Average coverage of de novo SPAdes assembly deviates a lot from theretical coverage
2
0
Entering edit mode
6.7 years ago
ALchEmiXt ★ 1.9k

Usually when we assemble PE (100, 150, 250, 300) fastq Illumina data we see that roughly the expected theoretical coverage is close to the actual coverage over de novo assembled contigs using for instance SPAdes.

However I currently have an older dataset PE 76->51 bases with a theoretical coverage of over 200 fold. However when I inspect the assembly the average coverage is only ~5 fold....

I checked;

1. reads are of top quality (1.9 encoding) all far above Q36 (according to fastQC)
2. used custom kmer settings for SPAdes in the range 21 -> 49 in PE mode
3. SUM length of assembled contigs is approximately the expected genome size ~900k
4. There are some repeats with high (but not extreme high) coverage.

For a contaminant I would expect to find many more small low coverage contigs.... as we usually for other species do...

Is the high AT% of this species disregulating SPAdes?

Any pointers where to look at are welcomed!

SPAdes Assembly de novo bacterial species • 5.6k views
0
Entering edit mode

What does the k-mer spectra look like? Do you see an extremely high peak at low coverage?

0
Entering edit mode

Is your data set heterozygous/from pooled samples...? And how high is AT rich?

2
Entering edit mode
6.7 years ago
ALchEmiXt ★ 1.9k

To conclude (for those searching for similar questions/answers):

1) Indeed the k-mer coverage is reported. Please give points to the respective comments.

2) Indeed the higher k-mers did not significantly improve the assembly. If contig length is a parameter for quality the latest SPAdes 4.6.1 did a better job then 4.6.0.

3) The AT richness (70%) did not influence this.

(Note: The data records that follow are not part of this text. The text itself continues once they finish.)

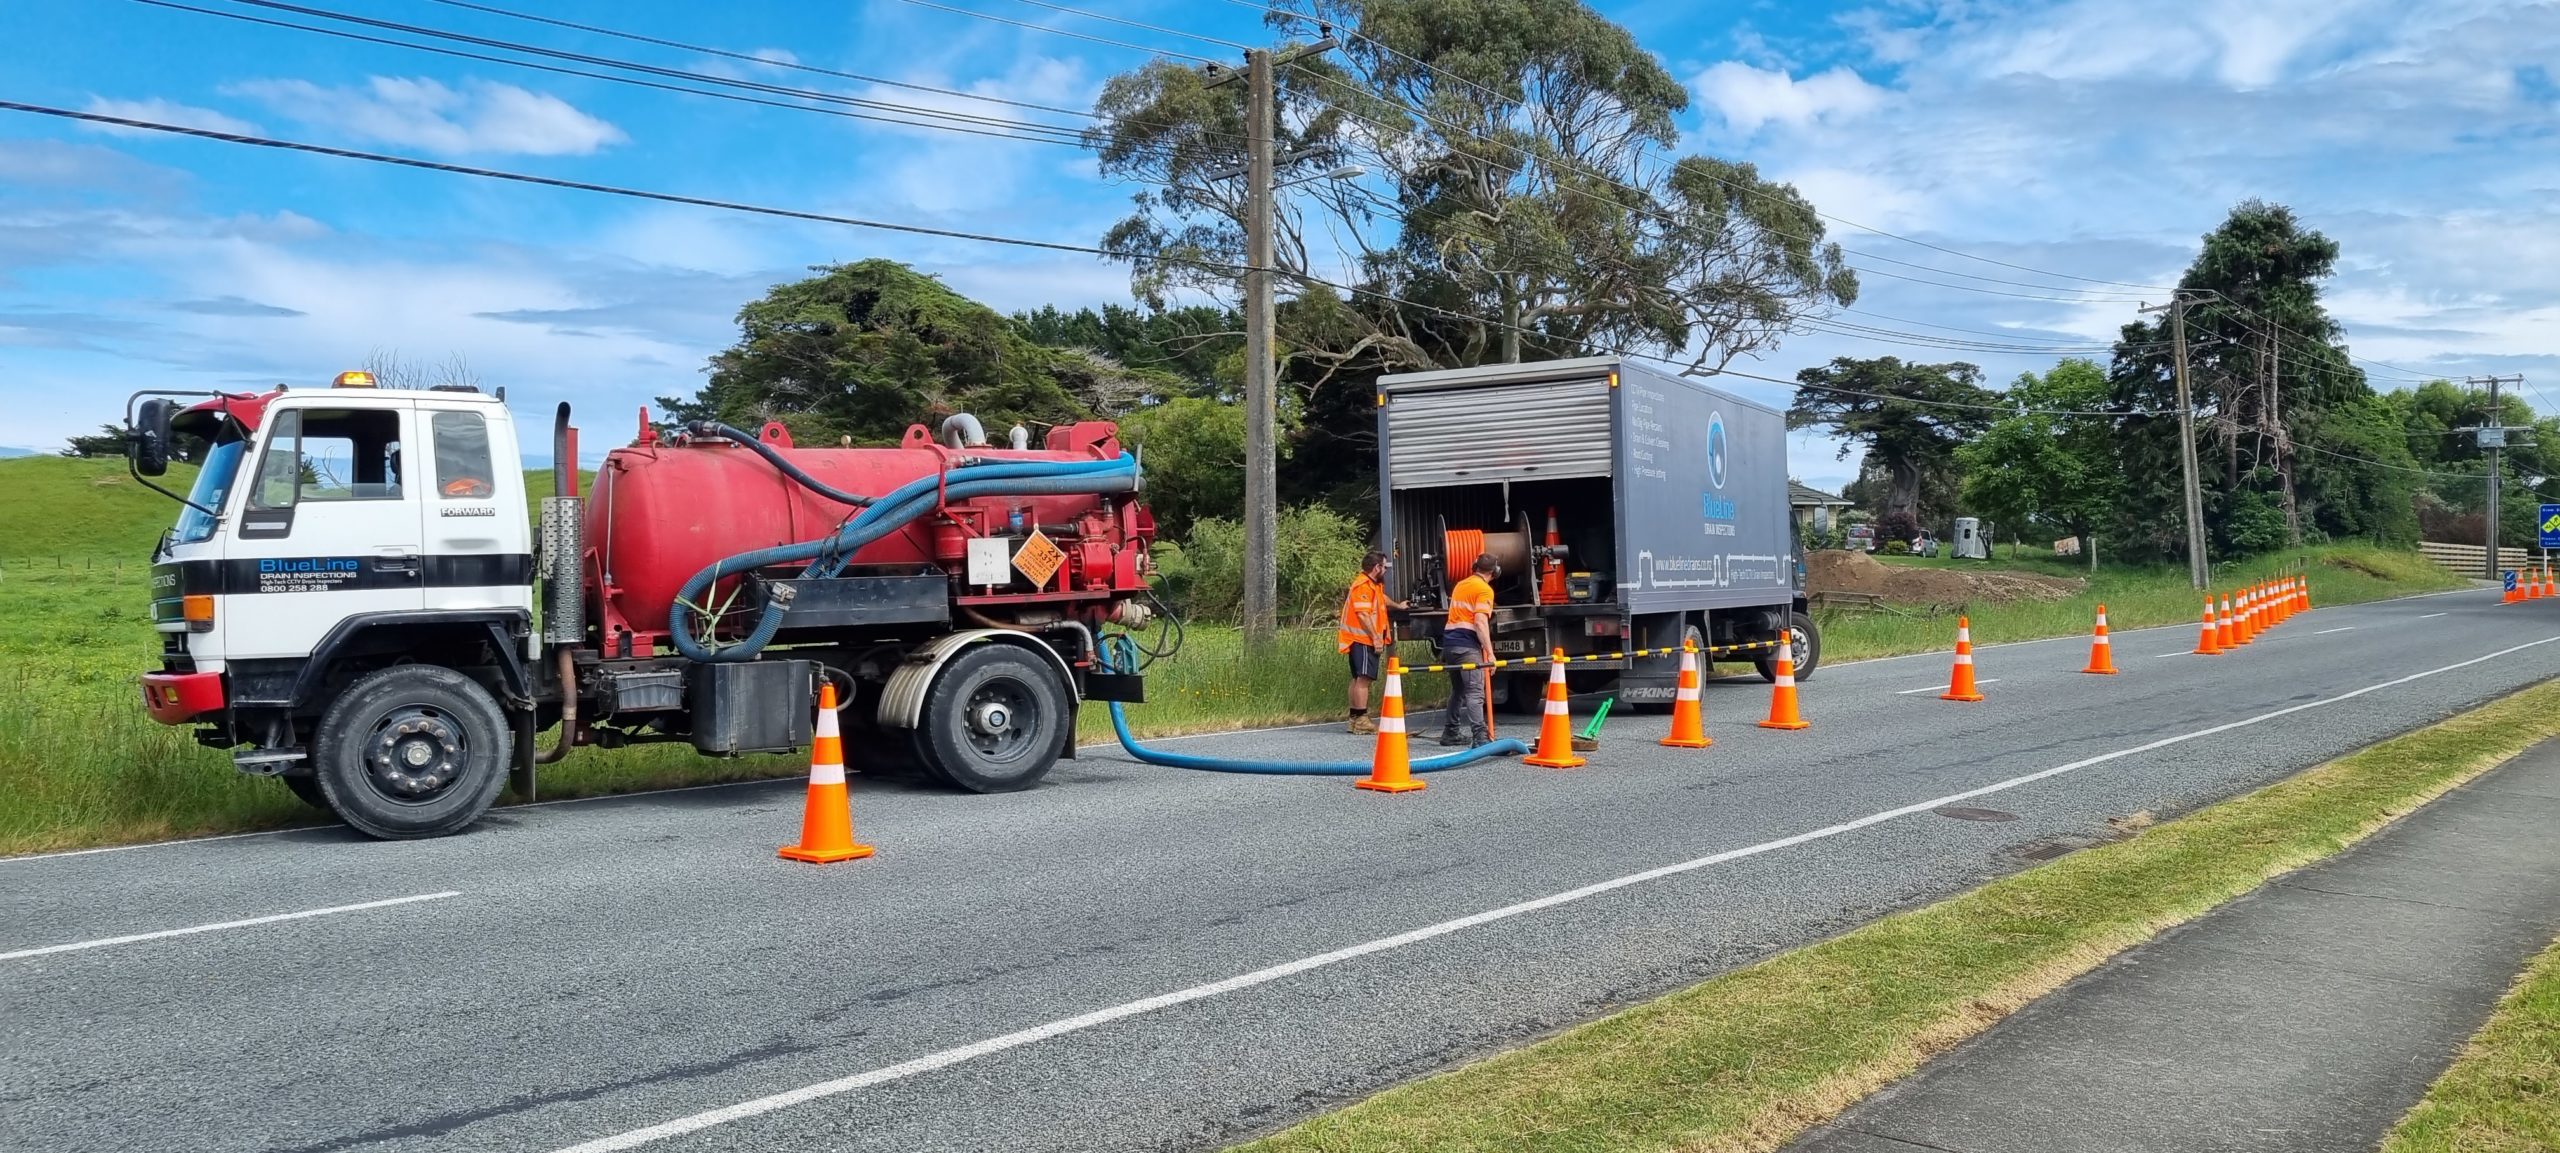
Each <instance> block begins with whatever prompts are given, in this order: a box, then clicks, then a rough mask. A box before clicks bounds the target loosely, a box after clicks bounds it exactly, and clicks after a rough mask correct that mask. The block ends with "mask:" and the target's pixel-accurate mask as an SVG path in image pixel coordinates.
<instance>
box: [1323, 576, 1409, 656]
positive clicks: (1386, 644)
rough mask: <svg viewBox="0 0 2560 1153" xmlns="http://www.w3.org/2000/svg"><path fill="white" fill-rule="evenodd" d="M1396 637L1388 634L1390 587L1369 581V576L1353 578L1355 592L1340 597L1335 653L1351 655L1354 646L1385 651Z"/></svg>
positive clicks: (1352, 586)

Thanks for solving this basic question.

1
Entering edit mode

Are you sure about SPAdes 4.6.2 ? According to their website as it opens up in my browser, their latest version is 3.6.1? Thanks for reporting back, will be very helpful to others!

0
Entering edit mode

oepsie. Corrected to 3.6.1

0
Entering edit mode

2
Entering edit mode
6.7 years ago
thackl ★ 2.9k

My guess, it is related to your very short reads and the fact that SPAdes runs with increasing kmer size. Coverage is probably estimated in the final iteration using k55 or larger and your reads each only contain a few good 55-mers.

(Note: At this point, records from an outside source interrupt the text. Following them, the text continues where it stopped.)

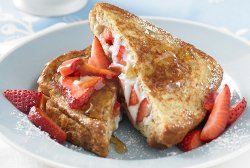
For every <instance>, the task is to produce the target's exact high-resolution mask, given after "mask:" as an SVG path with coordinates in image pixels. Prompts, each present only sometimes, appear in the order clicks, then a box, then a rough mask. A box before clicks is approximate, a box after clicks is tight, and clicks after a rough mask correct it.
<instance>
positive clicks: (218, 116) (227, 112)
mask: <svg viewBox="0 0 250 168" xmlns="http://www.w3.org/2000/svg"><path fill="white" fill-rule="evenodd" d="M230 96H231V95H230V90H229V87H228V85H225V87H224V88H223V90H222V91H221V92H220V93H219V94H218V96H217V97H216V99H215V103H214V107H213V109H212V111H211V114H210V116H209V118H208V121H207V122H206V124H205V126H204V128H203V129H202V132H201V137H200V138H201V140H202V141H211V140H213V139H215V138H217V137H218V136H219V135H220V134H221V133H223V131H224V130H225V128H226V126H227V121H228V116H229V106H230Z"/></svg>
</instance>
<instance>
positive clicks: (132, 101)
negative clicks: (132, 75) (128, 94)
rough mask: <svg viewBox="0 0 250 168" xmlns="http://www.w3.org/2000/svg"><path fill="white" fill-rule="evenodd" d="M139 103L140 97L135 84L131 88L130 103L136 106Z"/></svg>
mask: <svg viewBox="0 0 250 168" xmlns="http://www.w3.org/2000/svg"><path fill="white" fill-rule="evenodd" d="M138 103H139V99H138V97H137V94H136V92H135V89H134V86H133V87H132V89H131V93H130V99H129V105H130V106H134V105H136V104H138Z"/></svg>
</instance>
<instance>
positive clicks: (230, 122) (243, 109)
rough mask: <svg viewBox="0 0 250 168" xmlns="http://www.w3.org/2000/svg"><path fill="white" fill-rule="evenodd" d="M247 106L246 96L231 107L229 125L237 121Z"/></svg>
mask: <svg viewBox="0 0 250 168" xmlns="http://www.w3.org/2000/svg"><path fill="white" fill-rule="evenodd" d="M246 106H247V102H246V100H245V98H243V99H242V100H241V101H240V102H238V103H236V104H235V105H234V106H233V107H231V109H230V110H229V118H228V121H227V125H231V124H232V123H233V122H235V121H236V120H237V119H238V118H239V117H240V115H241V114H242V113H243V112H244V111H245V109H246Z"/></svg>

EDIT: Just saw that you used 49mers - then this answer probably does not make sense..

4
Entering edit mode

This answer does make sense. I think the OP is confusing Nucleotide Coverage, which computes average coverage for each base pair with k-mer coverage. The latter is what is reported by SPAdes based on the last k chosen, in this case 49. k-mer coverage is always smaller than nucleotide coverage. This is from Velvet, but it also applies to SPAdes:

All coverage values in Velvet are provided in k-mer coverage, i.e. how many times has a k-mer been seen among the reads. The relation between k-mer coverage Ck and standard (nucleotide-wise) coverage C is Ck = C * (L - k + 1) / L where k is your hash length, and L you read length.

1
Entering edit mode

Yeah, I had the same formula in mind. However, with 76 bp reads and 49-mers, you still would expect a lot more then 5X, even if you account for a large portion of reads having bad tails... It probably is contributing factor though. A good way to check probably would be to compute a kmer-profile with 49mers..

read length 76: 200 * (76-49+1) / 76 = 74
read length 55: 200 * (55-49+1) / 55 = 25


0
Entering edit mode

Good point. I should have thought about that. It would fit for these cases since it would give me roughly 5 fold coverage x 49 kmer ~ 250x... the expected coverage. Or would that be the wrong way to calculate it? My trimmed corrected reads in SPAdes are mostly 50 bases and my highest k-mer 49.

Strange I didn't notice this with other datasets before. Maybe because coverage was generally very high so this was not a critical point in absolute measures.

Is there anywhere a description of this value in the header? I searched the website and looked through the original paper: http://online.liebertpub.com/doi/pdf/10.1089/cmb.2012.0021 but no luck

0
Entering edit mode

If you average is 50 bp after trimming, that means that a significant portion of your reads would be discarded when k=49, as they would be smaller than 49bp. I recommend a smaller final k-mer, perhaps 35 or 41. You will surely notice higher k-mer coverage values.

0
Entering edit mode

I can bench mark this. But why would that happen since 49 is still lower than 50-51. Most likely a matter of probability?

2
Entering edit mode

The header are formatted analogous to Velvet.

And if in fact the majority of your reads is at ~50bp, than the kmer-vs-read coverage would account for the 5X.

Have a look at spades/K49/final_contigs.fasta and spades/<second to last K>/final_contigs.fasta. I'm assuming that the final iteration didn't really improve the assembly, given the low coverage connections in the underlying graph.